A newborn in a grey and white pattern jumpsuit sleeping in a cot

From restoring energy levels, to the building blocks of brain connection. Sleep, it’s crucial for her development. But if sleep is so essential, why doesn’t she sleep more soundly?

On average, from 2 weeks - 3 months of age your little cherub will sleep 15-17 hours across a 24 hour period. That’s a load of sleep hours to be clocked up in order for your bub to grow best, but sometimes getting baby that sleep is difficult.

Understanding sleep types

Your baby’s sleep can best be described as a cycle. It can be helpful to understand this cycle in order to appreciate your baby’s sleep/sleeplessness. Let’s look at this cycle a little closer so you can understand why your baby wakes so frequently, and what (if anything!) we can do to help her sleep better.

Like you, your baby’s sleep combines both light and deep sleep.

Light sleep (REM)

Light sleep, also known as rapid eye movement (REM) sleep is easily woken from. This is the time when your baby will dream and will most likely wake and eventually communicate to you, by crying! Hello broken nights!

It’s during this light sleep that blood flow nearly doubles, increasing the manufacture of certain nerve proteins, crucial for brain development. Researchers believe it’s possible your baby’s brain grows to nearly 70 percent of adult volume in her first two years. So, if you have that (probably wakeful!) light sleeper, congratulate them on their genius!

Deep sleep (NREM)

Deep sleep, also known as non-rapid eye movement (NREM) sleep. This sleep is the deepest and is responsible for the brain transferring short-term memories into long-term storage. It’s believed to be the time when your baby’s body will most intensely produce the human growth hormone and is important for cell reproduction and repair.

What’s with all this waking?

Babies wake lots and all will (in the least) wake briefly at the end of each sleep cycle, which is usually at between 30-50 minutes intervals. Some babies (sorry, most!) will wake and cry and will need your help to settle them again, others will fuss but put themselves back to sleep (some of us can only dream!)

In these first few months, tiny babies (with tiny tummies) seldom sleep for more than four hour stretches without needing a feed.

From three to six months most babies begin to settle. Some will start sleeping five-hour stretches at night time, but don’t break out the Veuve just yet, one or two wakes a night is normal, but the good news is their deep sleep WILL start to lengthen.

A few tips to help your baby through her sleep cycles:

1. Wrap your baby

Newborn babies are familiar with the small confines of your womb, snuggled up and warm.

Wrapping helps prevent random arm movements that occur in the light stages of sleep, or when baby is coming out of her deep sleep cycle. These involuntary stirrings, can disturb your baby from getting that bountiful, growth-giving sleep.

2. Soothing baby

If she wakes, don’t wait for her to rev-up. Check that she hasn’t got a dirty nappy (a risky affair I know... but a quick sniff generally does the trick), and that she’s not due for her next feed. If all clear, pat her gently and rhythmically across her tummy until she settles again. Leave the room.

If day time, do this several times and you might be lucky to score another sleep cycle (admit it, it’s good for everyone), but don’t persist to the point of distress (yours or hers!), pick her up, give her a cuddle and pop her in the pram for a walk. It’s good for you both and she’ll probably doze off again anyway. Us mums spend way too much time stressing on this one.

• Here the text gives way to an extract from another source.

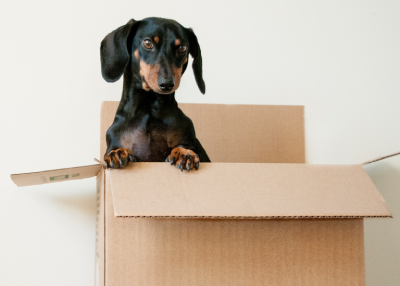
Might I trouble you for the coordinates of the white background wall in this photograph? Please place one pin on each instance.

Night time is a little different. When you go in to re-settle her, keep lights dim and resist the urge to tell her how cheeky but cute she is. If she can’t be ‘fobbed off’ by a gentle pat on her belly, a cuddle/feed might be your next best option.

3. Feed on demand

Satisfy your baby’s needs to be fed on demand - both day and night. A well-awake baby, given ample time to feed will be satisfied for the longest and will give her the best shot at a good slumber.

4. Get baby’s temperature right

If your baby’s uncomfortable (hot or cold), it will work against her reaching or sustaining a deeper sleep.

Don’t over-dress baby. If you’re wrapping your baby, a light full length ‘onesie' under their wrap will do the trick. Alternatively, look for sleep-suits made with smart fabrics that understand the importance of temperature control in newborns.

Sleep, it’s important for baby and important for you. Your little cutie-pie will be responsible for a mammoth 400-750 hours of YOUR lost sleep in the first year*. Bless her cotton-socks. Lucky she’s so darn cute.